Tuesday, January 21, 2014

Fear and answers

Here's the thing. My biggest fear when I quit my job was that I would not be able to answer the question,"what are you going to do now?" Because well, I didn't know. My biggest fear wasn't the money or the time or the missing what I did, it was the knawing thought in the back of my head that I would not be able to justify my action to those who asked. You see, a long time ago I knew-I won't be able to quit work until I have a child because I don't want people to think I'm lazy or not doing something or wasting my time and education. Pride has always been my struggle and I analyze and justify things so I still look good. Well, not being able to answer the million dollar "what's next" question doesn't indicate someone who has it all together. It doesn't indicate a planner who knows every next step. My whole life has been about carefully calculating the next step and being able to justify it from here to yon.
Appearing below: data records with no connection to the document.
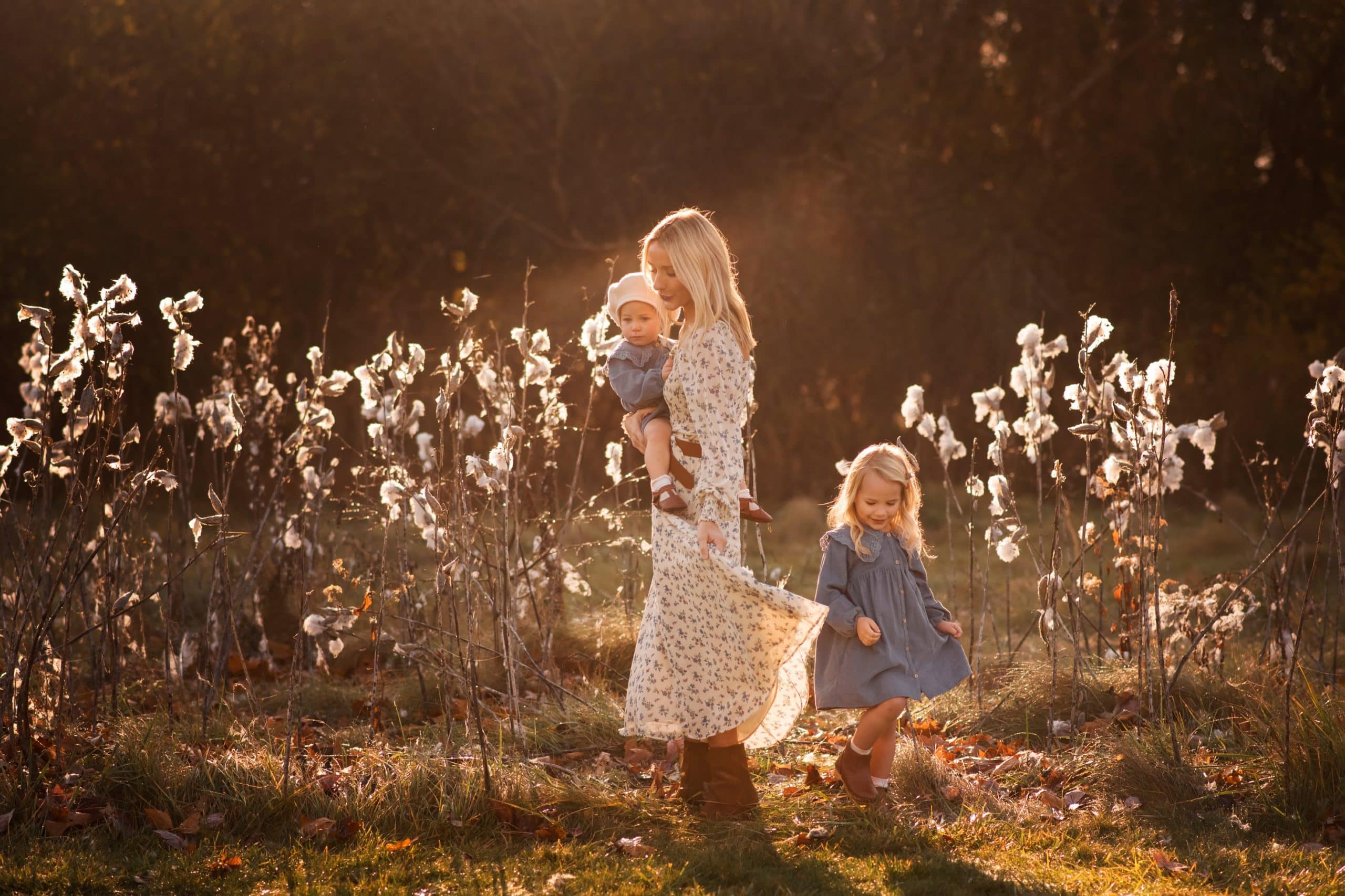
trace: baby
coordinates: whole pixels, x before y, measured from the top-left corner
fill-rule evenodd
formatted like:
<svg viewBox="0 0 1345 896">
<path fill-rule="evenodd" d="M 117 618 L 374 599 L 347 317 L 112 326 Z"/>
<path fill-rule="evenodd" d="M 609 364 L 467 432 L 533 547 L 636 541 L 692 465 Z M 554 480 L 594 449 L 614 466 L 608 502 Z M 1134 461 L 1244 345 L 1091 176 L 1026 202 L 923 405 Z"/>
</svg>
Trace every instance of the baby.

I think this step--The quitting step--has been the strangest step I've ever taken. I am still able to justify the why behind it all and how God led me there (if you ask me, I will share those details), but God led me to the why and the when without revealing the "where to next."  I've spent the past two months fully immersed in the day-to-day. You know by now I've worked on my house, written discipleship, and etc but still the question arises "what are you going to do now?"  

Wait. I am actively waiting on The Lord to move and to tell me where to move. It may be as simple as "when you're done with these lessons. I have another project for you to work on" or as insane as "take this job with this company." I don't know and I'm becoming more and more okay with not knowing. What does it mean to actively wait? It means, to me, that I have complete faith that God has directed me to where I am. During this time, I am using my talents and gifts for Him whenever given  the opportunity and I'm trusting that  when it's time to move, He'll lead. It's scary and it sounds nuts to someone who doesn't believe in a God who guides and directs...and it's way way crazy for my planning, type-A self who calculates every step...but it's where I am. So, as cliche as it sounds-I'm facing my fear of the unknown and my fear of being judged as the girl who doesn't have it all together and I'm waiting. Actively waiting on what's next, and in the meantime-practicing contentment where I am. Luke 16:10 tells us "He who is faithful in a little thing is faithful in much." I encourage you to take the step God is asking you to take, trust, remain faithful, and He will bless.